クロード・レヴィ=ストロース「神話と意味」のまえおきより

私は以前から現在にいたるまで、自分の個人的アイデンティティの実感をもったことがありません。私というものは、何かが起きる場所のように私自身には思えますが、「私が」どうするかとか「私を」こうするとかいうことはありません。私たちの各自が、ものごとの起こる交叉点のようなものです。交叉点とはまったく受身の性質のもので、何かがそこに起こるだけです。ほかの所では別のことが起こりますが、それも同じように有効です。選択はできません。まったく偶然の問題です。

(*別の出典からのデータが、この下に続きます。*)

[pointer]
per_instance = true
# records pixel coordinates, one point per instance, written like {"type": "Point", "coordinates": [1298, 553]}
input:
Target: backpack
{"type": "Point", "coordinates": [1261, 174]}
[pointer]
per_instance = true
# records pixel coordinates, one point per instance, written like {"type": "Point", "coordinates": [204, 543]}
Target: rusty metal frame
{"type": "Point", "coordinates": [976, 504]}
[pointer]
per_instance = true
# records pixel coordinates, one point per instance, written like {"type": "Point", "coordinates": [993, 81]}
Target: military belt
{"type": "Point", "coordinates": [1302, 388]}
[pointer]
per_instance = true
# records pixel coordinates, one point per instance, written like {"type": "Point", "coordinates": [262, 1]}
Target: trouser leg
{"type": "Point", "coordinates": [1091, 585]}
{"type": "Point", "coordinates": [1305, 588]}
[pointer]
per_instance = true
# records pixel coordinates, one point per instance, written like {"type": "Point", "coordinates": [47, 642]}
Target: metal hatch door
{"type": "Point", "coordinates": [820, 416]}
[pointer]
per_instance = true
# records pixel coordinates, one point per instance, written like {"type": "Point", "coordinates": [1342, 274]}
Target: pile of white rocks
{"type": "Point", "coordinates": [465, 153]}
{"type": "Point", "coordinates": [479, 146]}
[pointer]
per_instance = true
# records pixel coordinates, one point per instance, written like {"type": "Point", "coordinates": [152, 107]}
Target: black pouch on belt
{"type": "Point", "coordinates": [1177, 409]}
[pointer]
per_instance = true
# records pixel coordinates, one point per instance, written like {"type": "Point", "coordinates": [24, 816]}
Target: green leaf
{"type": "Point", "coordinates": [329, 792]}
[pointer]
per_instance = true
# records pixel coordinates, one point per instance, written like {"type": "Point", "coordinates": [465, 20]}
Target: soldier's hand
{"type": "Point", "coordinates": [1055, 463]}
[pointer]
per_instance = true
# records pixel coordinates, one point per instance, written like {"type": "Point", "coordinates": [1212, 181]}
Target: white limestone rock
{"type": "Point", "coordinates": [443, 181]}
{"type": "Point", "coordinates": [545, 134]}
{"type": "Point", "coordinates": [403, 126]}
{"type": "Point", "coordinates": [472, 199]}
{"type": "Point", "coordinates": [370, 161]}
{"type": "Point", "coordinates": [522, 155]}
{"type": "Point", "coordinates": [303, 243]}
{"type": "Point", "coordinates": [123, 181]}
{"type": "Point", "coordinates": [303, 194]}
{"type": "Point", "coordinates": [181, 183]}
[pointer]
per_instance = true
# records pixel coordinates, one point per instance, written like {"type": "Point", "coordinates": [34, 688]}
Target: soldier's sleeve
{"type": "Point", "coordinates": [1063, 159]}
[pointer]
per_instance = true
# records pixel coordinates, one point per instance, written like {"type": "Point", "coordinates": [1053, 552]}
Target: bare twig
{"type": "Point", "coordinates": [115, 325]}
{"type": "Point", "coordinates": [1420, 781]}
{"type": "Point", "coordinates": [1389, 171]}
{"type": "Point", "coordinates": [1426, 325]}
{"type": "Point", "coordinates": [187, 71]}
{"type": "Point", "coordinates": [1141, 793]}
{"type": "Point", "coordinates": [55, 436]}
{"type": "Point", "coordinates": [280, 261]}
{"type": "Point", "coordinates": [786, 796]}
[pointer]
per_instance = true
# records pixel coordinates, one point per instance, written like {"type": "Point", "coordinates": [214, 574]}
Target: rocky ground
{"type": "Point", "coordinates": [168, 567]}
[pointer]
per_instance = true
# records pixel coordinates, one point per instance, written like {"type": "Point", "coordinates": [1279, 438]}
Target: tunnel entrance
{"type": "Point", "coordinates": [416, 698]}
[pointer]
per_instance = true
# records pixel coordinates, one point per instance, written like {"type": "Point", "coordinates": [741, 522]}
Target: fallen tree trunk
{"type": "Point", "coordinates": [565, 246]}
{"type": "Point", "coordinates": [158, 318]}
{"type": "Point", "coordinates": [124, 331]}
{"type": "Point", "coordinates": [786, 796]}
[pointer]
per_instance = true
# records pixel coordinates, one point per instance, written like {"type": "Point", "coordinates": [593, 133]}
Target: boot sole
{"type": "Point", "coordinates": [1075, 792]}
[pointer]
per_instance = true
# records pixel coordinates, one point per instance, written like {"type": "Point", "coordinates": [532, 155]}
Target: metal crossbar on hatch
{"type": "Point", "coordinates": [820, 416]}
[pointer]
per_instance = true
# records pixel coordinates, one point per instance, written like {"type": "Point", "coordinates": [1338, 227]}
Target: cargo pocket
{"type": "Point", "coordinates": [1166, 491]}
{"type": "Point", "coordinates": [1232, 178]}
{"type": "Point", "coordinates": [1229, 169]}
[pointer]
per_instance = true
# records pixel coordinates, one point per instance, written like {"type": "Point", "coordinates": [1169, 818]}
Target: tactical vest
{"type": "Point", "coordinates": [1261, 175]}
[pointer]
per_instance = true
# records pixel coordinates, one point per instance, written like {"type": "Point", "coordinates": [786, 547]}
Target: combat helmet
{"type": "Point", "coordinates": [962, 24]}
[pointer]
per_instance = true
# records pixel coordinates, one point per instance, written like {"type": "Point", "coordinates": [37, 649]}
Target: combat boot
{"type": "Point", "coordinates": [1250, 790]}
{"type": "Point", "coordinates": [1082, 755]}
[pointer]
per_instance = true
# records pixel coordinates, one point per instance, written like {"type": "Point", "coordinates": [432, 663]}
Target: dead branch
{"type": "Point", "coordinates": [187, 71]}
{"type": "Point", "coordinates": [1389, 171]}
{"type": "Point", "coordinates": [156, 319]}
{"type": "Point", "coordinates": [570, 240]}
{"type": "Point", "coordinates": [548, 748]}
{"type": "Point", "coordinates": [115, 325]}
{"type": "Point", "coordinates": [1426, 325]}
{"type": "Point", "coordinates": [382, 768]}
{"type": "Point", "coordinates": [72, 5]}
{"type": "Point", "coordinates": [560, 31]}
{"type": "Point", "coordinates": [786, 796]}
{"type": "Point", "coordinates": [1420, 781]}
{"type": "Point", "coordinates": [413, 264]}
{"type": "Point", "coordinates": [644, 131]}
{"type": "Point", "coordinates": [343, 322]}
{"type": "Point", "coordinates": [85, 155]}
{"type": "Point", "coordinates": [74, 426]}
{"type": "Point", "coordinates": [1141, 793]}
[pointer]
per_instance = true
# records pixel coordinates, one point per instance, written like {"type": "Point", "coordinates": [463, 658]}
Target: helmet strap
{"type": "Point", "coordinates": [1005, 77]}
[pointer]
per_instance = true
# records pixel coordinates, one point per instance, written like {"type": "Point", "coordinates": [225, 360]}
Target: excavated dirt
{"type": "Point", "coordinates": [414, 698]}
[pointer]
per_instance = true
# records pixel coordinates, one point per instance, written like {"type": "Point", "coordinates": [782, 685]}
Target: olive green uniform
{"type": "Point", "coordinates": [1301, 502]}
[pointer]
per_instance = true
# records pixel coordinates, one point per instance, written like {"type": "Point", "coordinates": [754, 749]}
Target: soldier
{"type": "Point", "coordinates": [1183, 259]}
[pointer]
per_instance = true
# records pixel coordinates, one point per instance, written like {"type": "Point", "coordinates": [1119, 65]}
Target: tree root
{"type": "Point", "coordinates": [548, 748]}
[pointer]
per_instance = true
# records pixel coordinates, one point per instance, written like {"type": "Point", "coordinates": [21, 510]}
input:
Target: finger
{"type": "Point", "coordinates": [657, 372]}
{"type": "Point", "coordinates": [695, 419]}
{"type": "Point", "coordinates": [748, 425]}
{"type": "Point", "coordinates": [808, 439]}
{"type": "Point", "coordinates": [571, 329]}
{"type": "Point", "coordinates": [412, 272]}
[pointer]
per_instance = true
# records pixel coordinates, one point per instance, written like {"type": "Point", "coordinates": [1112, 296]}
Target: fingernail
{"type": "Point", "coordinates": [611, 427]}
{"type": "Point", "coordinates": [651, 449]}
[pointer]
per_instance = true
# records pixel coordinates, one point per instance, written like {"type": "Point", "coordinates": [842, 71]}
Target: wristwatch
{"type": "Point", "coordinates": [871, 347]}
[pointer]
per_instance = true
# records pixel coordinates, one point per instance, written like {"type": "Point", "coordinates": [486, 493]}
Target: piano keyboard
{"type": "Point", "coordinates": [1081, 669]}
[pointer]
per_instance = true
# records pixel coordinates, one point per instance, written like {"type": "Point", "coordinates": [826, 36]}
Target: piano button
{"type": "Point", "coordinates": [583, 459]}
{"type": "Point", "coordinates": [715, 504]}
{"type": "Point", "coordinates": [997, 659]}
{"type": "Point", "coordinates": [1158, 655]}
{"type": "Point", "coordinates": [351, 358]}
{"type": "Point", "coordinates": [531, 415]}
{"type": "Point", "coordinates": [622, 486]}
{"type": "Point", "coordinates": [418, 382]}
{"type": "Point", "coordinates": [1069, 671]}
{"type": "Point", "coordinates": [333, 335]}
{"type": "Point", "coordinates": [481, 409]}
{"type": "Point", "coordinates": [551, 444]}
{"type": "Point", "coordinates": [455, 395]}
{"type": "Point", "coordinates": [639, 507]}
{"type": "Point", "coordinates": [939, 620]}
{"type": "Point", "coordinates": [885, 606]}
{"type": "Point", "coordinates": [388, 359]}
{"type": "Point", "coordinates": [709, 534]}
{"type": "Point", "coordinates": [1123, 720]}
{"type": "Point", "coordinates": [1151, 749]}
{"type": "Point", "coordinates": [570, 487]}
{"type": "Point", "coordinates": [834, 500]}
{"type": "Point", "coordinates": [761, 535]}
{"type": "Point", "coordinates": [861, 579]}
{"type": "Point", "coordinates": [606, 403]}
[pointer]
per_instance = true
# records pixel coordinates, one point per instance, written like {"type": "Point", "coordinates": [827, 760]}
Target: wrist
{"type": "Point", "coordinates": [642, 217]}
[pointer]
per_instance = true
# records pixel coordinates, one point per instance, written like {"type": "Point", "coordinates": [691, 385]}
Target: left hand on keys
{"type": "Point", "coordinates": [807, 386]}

私も「私が」どうするかとか「私を」こうするとかいうことではなくて、何かが起きる場所としてできるだけ開かれているための努力しかできないと思っているけれど、「ほかの所では別のことが起こりますが、それも同じように有効です。」ということばをポジティブに捉えなくてはいけないと思う。ほかの所で起こる別のことは「そこ」でだけ有効なわけではなくて「ここ」でも同じように有効なのであって、「そこ」でだけ有効なものとして受け流すものではない。東浩紀「文学環境論集 東浩紀コレクションL」の緑かピンクかどっちか忘れたがブックガイドのところを立ち読みしていて、若い頃から他人の意見を「受け流す」のはおすすめしない、というようなことが書いてあって、私も本当にそう思う。なんか高校の頃くらいから私の周りというか私ぐらいの世代のはなしなのかもしれないが、他人を受け流す、他人の意見を受け流すのがスマートな生き方で「自分が確立している」というようなな意識がぼんやりと蔓延していて、やっとそれが何かちょっと分かってきたように思う。要するに、他人のことはとやかく言わないから自分のこともとやかく言わないでください、ということであって、他人が何をやっても放っておくから自分が何をやっても放っておいてくれ、ということである。こういう人は、なにかしら踏み込んだはなしをし始めるととたんに面倒くさがって「人それぞれだから自分には関係ない」という素振りを見せるからすぐ分かる。前にもここで書いたような気もするが、「人それぞれ」という言葉は、「自分の」興味の無い物事について考えている時間などないと言わんばかりに、他人に対する否定的理解として、自分とは関係のないものとして線を引くために使われているような気がするがどうなのだろうか。誰かの問題を自分の問題として(のように)考えることでしか自分の問題は考えられないような気がするがどうなんだろうか。